The research aimed to develop a conceptual rural property valuation model, and to develop and evaluate quantitative models for rural property valuation based on the variables identified in the conceptual model. The conceptual model was developed by examining peer research, Valuation Best Practice Standards, a standard in use throughout Victoria for rating valuations, and rural property valuation texts. Using data that are only available digitally and publicly, the research assessed this conceptualisation using properties from four LGAs in the Wellington and Wimmera Catchment Management Authority (CMAs) areas in Victoria. Cluster analysis was undertaken to assess if the use of sub-markets, that are determined statistically, can lead to models that are more accurate than sub-markets that have been determined using geographically defined areas.

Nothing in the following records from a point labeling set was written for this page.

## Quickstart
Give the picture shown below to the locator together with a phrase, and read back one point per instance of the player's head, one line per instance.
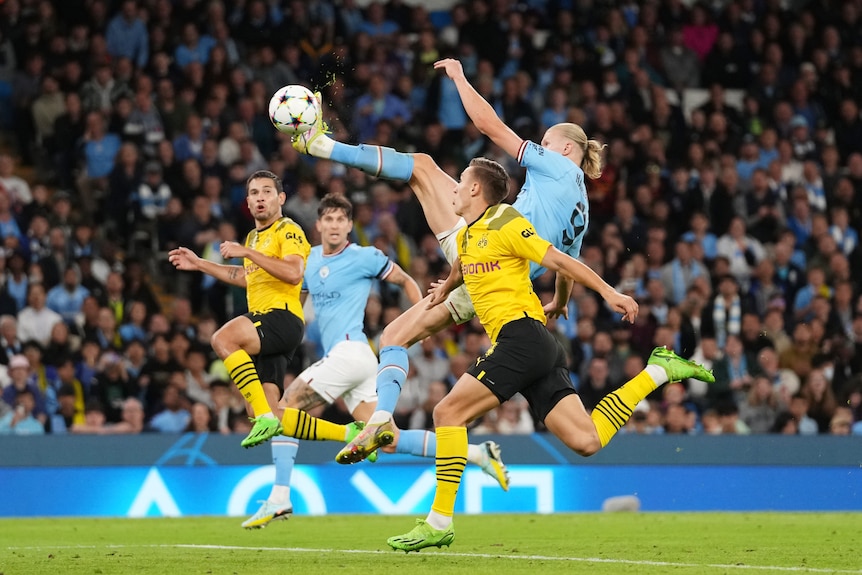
(265, 196)
(334, 221)
(335, 202)
(491, 176)
(570, 140)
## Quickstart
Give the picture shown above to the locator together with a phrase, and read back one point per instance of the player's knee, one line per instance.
(584, 444)
(422, 164)
(224, 342)
(445, 416)
(392, 335)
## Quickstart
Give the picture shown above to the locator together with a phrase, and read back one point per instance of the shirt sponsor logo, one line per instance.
(480, 268)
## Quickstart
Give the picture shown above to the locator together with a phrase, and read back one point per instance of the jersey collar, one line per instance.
(485, 213)
(338, 252)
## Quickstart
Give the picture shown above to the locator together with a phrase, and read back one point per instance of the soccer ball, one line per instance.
(293, 109)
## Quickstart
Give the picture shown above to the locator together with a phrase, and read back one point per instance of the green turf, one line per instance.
(644, 543)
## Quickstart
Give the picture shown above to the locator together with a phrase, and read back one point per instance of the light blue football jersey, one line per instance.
(554, 199)
(339, 285)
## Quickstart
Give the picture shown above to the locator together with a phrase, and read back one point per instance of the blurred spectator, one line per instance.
(821, 399)
(173, 417)
(10, 343)
(841, 422)
(761, 406)
(378, 103)
(36, 320)
(21, 421)
(17, 188)
(67, 298)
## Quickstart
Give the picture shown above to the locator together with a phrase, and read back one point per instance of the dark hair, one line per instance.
(331, 202)
(493, 177)
(268, 175)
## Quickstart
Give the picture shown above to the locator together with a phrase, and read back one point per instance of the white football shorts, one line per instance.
(458, 303)
(349, 371)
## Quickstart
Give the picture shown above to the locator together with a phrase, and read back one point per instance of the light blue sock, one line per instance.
(417, 442)
(377, 161)
(391, 375)
(284, 451)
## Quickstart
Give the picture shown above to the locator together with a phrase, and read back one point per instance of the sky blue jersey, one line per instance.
(339, 284)
(554, 199)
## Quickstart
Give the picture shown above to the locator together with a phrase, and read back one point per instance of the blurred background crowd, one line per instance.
(730, 205)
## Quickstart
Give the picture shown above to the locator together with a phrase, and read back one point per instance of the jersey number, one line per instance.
(577, 230)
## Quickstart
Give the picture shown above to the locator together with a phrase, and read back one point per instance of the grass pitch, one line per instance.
(624, 543)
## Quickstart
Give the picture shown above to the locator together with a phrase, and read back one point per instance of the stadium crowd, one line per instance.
(730, 204)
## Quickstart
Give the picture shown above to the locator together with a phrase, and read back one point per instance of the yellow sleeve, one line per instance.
(522, 240)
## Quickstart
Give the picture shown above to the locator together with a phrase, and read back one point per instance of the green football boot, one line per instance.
(422, 536)
(677, 368)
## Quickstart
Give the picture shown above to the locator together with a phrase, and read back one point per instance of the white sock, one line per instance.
(475, 454)
(380, 417)
(657, 373)
(438, 521)
(280, 494)
(321, 146)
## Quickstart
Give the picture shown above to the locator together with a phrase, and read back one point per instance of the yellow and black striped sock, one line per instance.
(615, 408)
(451, 460)
(243, 373)
(300, 425)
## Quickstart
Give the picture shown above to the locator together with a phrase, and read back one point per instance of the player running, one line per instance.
(258, 345)
(494, 252)
(553, 197)
(339, 277)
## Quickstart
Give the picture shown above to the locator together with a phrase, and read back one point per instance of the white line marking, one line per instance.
(450, 554)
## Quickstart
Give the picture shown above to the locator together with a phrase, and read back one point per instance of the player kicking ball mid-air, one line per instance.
(494, 253)
(553, 197)
(339, 277)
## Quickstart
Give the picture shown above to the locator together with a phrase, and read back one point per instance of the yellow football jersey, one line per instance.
(263, 291)
(495, 252)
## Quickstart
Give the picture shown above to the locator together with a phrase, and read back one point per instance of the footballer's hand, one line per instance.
(553, 310)
(451, 67)
(625, 305)
(230, 250)
(183, 259)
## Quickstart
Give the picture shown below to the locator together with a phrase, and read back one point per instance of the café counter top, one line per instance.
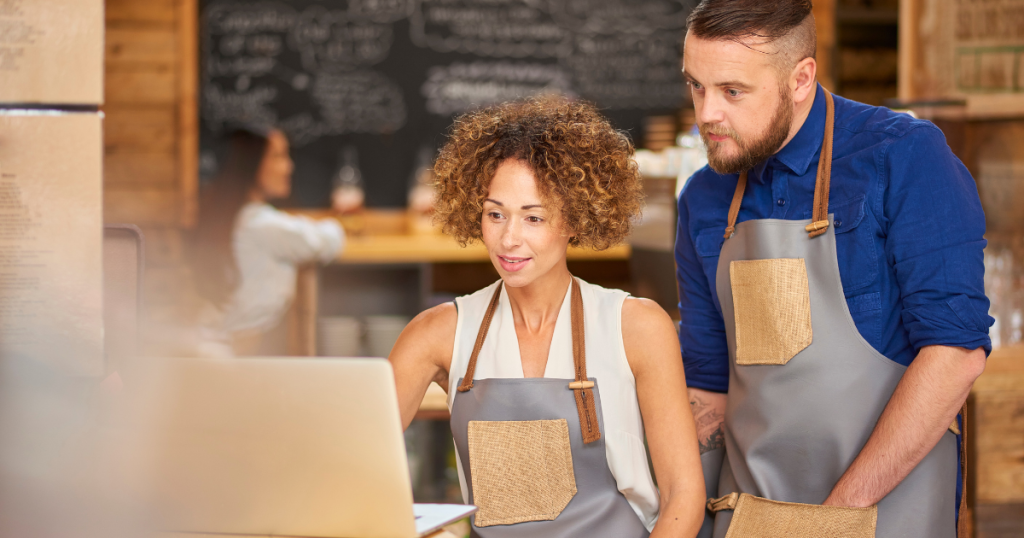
(389, 236)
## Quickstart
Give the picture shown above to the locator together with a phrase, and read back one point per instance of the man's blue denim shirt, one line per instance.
(909, 235)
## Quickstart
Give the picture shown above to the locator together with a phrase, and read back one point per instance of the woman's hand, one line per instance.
(652, 350)
(422, 355)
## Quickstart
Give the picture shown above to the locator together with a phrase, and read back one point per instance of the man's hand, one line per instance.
(925, 403)
(709, 414)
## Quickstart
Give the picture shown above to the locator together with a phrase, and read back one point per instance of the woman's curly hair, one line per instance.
(580, 162)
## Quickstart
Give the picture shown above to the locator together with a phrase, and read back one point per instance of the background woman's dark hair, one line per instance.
(212, 257)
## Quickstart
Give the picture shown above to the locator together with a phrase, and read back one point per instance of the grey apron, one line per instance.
(537, 447)
(805, 388)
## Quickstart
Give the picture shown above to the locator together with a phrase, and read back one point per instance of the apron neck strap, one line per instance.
(582, 386)
(819, 218)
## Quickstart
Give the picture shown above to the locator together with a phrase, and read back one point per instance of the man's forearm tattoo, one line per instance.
(709, 423)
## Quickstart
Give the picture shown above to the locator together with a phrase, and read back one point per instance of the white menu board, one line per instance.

The research is divided into two phases; the 'available data phase' and the 'restricted data phase'. The 'available data phase' used publicly available digital data to build quantitative models to estimate the value of rural properties. The 'restricted data phase' used data that became available near the completion of the research.

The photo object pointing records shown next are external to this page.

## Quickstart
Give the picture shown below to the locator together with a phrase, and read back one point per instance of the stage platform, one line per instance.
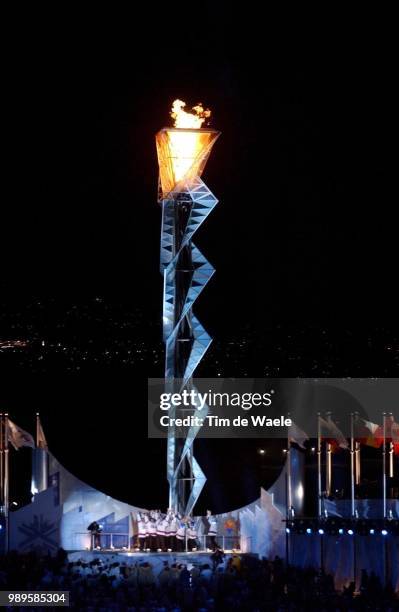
(155, 559)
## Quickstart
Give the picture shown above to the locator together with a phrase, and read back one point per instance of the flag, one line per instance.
(295, 434)
(369, 433)
(18, 437)
(329, 430)
(40, 437)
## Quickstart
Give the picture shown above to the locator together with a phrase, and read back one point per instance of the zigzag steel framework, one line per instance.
(186, 202)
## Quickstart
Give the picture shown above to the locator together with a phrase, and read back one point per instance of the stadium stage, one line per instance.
(157, 560)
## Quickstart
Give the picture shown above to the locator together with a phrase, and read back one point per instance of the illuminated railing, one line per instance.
(107, 541)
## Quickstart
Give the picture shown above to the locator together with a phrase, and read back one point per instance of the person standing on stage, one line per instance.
(192, 536)
(152, 534)
(212, 531)
(95, 531)
(174, 525)
(162, 524)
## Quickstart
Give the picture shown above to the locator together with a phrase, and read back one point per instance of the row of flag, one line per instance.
(365, 432)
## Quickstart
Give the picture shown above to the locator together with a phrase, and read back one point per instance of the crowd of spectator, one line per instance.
(225, 583)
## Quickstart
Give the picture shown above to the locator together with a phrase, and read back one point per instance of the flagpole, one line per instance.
(289, 475)
(289, 480)
(352, 451)
(6, 481)
(328, 463)
(384, 469)
(319, 463)
(357, 457)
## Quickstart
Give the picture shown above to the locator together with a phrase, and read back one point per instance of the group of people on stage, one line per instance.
(158, 532)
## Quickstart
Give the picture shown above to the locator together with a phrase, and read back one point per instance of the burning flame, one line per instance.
(185, 146)
(189, 120)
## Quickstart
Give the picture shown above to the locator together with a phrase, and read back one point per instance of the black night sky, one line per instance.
(304, 241)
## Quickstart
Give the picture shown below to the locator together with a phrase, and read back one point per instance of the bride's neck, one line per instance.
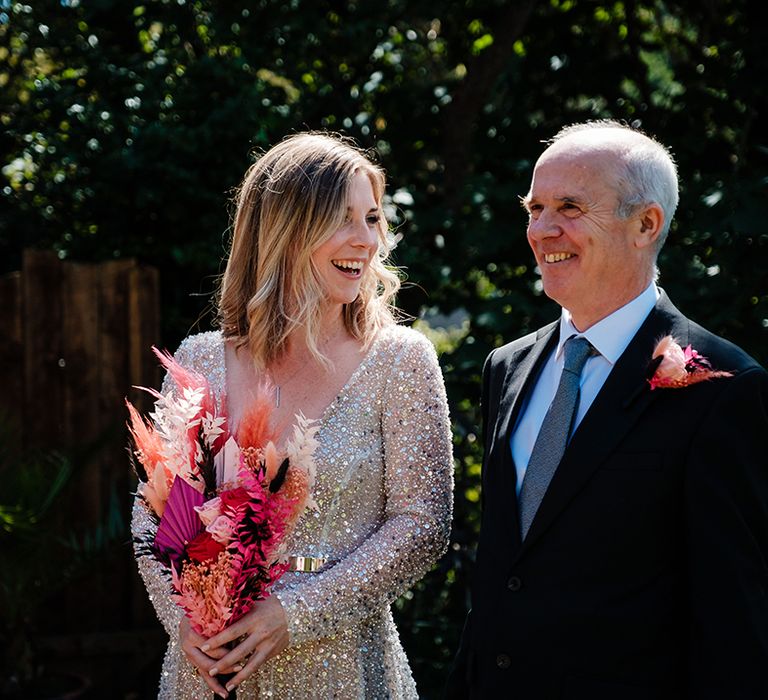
(331, 328)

The research examined the effect of using statistically derived sub-markets as opposed to geographically derived ones for property valuation. Cluster analysis was used during both phases of model development and showed that one of the clusters developed in the available data phase was superior in its model prediction compared to the models produced using geographically derived regions.

A number of limitations with the digital property data available for Victoria were found. Although GIS analysis can enable more property characteristics to be derived and measured from existing data, it is reliant on having access to suitable digital data. The research also identified limitations with the metadata elements in use in Victoria (ANZMETA DTD version 1).

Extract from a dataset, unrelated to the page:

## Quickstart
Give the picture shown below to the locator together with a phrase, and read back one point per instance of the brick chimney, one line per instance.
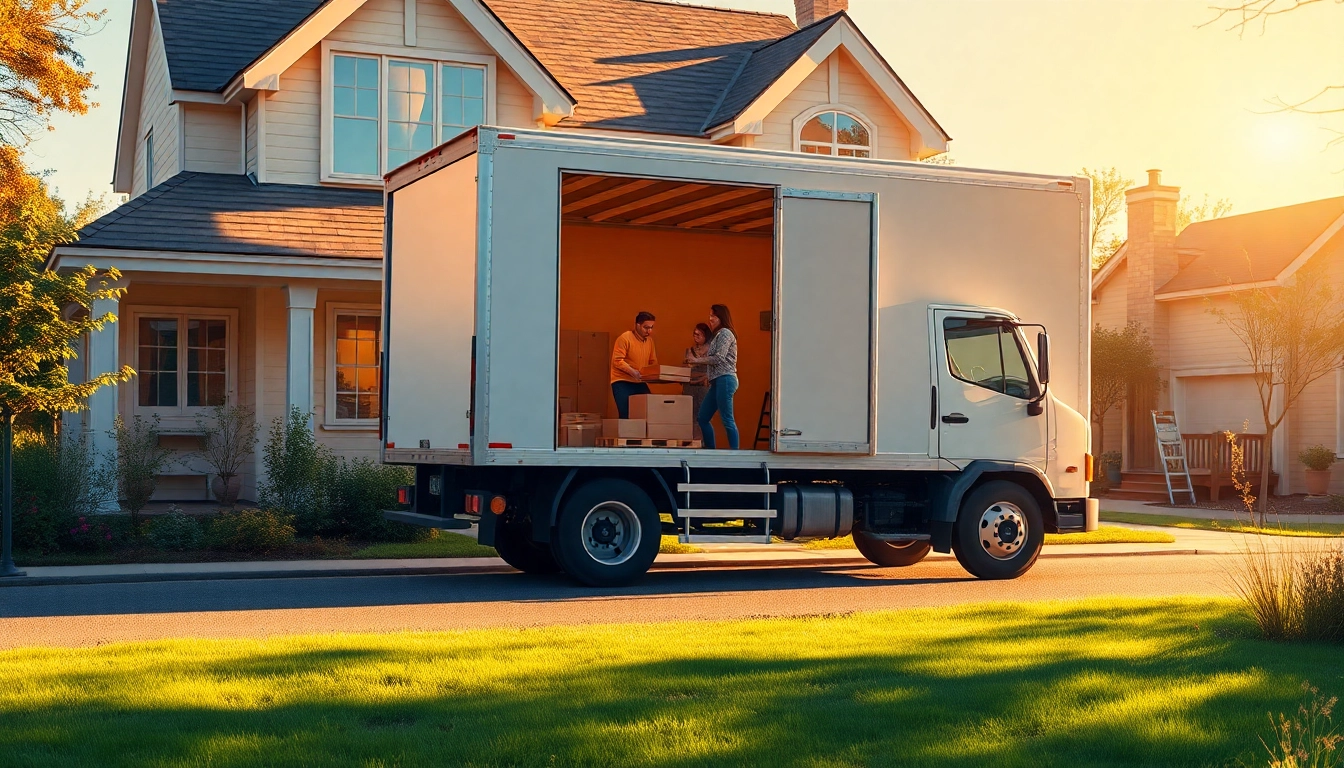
(1151, 254)
(811, 11)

It is hypothesised that to further refine the models and achieve greater levels of price estimation, additional properties would need to be sourced and added to the current property database. It is suggested that additional research needs to address issues associated with sub-market identification. If results of additional modelling indicated significantly different levels of price estimation, then these models could be used with manual techniques to evaluate manually derived valuation estimates.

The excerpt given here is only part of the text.